Les députés catalans s’apprêtent à se prononcer sur l’interdiction de la corrida. Les abolitionnistes, la main sur le cœur, assurent qu’il ne s’agit que de défendre les intérêts du taureau, de la condition animalière, rien d’autre. C’est-ce que déclarait hier soir au 20h une députée s’apprêtant à voter cette interdiction de la féria si bien décrite par Hemingway. « Il n’y a aucune revendication régionaliste » ajoutait-elle avec l’assurance très vive de ceux qui mentent.
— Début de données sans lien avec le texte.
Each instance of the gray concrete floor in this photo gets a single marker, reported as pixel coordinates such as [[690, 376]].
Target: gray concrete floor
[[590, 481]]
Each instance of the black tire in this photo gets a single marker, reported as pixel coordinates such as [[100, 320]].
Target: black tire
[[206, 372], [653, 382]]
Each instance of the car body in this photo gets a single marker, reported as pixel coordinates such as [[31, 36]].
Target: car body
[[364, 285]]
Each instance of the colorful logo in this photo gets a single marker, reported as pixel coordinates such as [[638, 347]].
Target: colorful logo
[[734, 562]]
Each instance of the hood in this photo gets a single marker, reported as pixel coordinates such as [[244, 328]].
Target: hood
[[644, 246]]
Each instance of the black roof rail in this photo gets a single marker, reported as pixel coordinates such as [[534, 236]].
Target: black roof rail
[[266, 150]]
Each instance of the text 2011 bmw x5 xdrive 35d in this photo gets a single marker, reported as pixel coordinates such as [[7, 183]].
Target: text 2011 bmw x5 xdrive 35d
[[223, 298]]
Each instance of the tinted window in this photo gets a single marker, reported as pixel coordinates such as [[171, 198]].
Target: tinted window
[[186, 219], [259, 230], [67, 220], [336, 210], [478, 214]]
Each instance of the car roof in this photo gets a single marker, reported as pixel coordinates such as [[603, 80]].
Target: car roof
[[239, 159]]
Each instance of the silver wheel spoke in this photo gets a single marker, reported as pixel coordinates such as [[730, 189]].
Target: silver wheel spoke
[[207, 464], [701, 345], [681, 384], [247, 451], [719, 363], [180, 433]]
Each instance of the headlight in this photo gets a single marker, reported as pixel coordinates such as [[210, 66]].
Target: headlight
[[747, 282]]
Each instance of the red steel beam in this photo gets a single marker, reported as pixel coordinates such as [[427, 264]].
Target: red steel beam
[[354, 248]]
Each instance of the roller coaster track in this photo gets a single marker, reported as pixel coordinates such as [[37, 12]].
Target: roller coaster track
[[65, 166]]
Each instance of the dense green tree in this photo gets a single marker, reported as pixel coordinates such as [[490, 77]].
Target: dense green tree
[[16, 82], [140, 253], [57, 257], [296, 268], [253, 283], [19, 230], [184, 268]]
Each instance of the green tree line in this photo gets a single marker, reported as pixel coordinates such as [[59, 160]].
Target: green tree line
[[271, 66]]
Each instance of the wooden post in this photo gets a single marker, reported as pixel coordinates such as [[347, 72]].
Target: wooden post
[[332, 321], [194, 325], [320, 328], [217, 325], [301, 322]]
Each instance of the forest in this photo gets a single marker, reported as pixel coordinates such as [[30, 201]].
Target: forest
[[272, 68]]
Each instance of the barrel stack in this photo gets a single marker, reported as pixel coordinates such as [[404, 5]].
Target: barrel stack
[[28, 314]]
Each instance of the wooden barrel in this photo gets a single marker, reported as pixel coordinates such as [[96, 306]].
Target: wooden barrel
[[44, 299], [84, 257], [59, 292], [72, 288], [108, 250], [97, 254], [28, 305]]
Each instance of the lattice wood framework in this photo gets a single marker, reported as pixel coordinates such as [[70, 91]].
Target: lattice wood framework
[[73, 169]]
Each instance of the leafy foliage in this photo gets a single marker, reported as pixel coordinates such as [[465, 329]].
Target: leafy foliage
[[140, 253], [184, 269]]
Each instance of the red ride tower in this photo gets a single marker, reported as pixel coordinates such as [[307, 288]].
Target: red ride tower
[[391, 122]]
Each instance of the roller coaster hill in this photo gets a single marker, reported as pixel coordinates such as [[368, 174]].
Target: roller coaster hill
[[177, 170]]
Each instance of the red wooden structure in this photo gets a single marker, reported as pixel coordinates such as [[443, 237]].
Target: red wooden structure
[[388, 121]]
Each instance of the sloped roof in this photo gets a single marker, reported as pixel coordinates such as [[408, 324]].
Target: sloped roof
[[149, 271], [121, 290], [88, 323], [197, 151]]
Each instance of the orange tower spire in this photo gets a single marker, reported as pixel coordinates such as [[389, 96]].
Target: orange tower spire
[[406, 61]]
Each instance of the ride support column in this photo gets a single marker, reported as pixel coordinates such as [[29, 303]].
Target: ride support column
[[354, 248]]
Certes le taureau catalan va mourir au milieu des cris et dans la lumière d’un «soleil » qui va se coucher pour lui, mais quelle différence fondamentale avec le taureau Bourguignon, chahuté dans un camion avant de connaître la fin de son soleil au bout du couloir aseptisé de l’abattoir. Il pissera la peur et l’angoisse le gros blanc alors que son frère noir aura utilisé son adrénaline pour foncer dans la muleta.
La réalité est donc toute autre que ce faux débat pour défendre l’animal, c’est un débat identitaire, une revendication d’autonomie, qui n’ose pas s’avouer comme tel … Mais pourquoi ? Serait-il honteux ?
La corrida renvoie, pour certains, à une image trop « espagnole », ou le taureau est emblématique. La Catalogne elle, a choisi l’âne ! La féria renvoie à Franco qui l’avait en son temps déclarée « bien national »

Écologistes et indépendantistes sont pour l’interdiction, le parti populaire est contre alors que les socialistes et les nationalistes catalans conservent une liberté de vote dont-ils sont d’ailleurs bien embarrassés.
Dans le reste du pays, il semble que les espagnols aient bien compris qu’il s’agissait en fait d’un vote politique sur des sujets politiques plus ou moins masqués.
Les derniers pointages semblaient indiquer qu’une majorité des 135 parlementaires catalans penchaient pour la prohibition des corridas en Catalogne. Les journaux conservateurs, voient dans cette possible prohibition une volonté de revanche des politiques catalans, après un récent arrêt du tribunal constitutionnel rognant certains aspects du statut d’autonomie de la région. Ainsi le taureau n’est en fait qu’un bouc … “émissaire”
En France, on suit aussi le débat depuis des mois, en appréhendant ou anticipant avec joie, selon les convictions, l’impact que cette abolition pourrait avoir sur les arènes hexagonales.  Des élus français ont adressé une lettre aux parlementaires catalans avant le vote où ils leur demandaient de préserver : « Les valeurs de liberté individuelle, de contraste d’opinions et de respect pour les goûts, passions et traditions culturelles de chacun. » La centaine de signataires étant surtout des élus du Sud de la France, où la tradition taurine existe aussi.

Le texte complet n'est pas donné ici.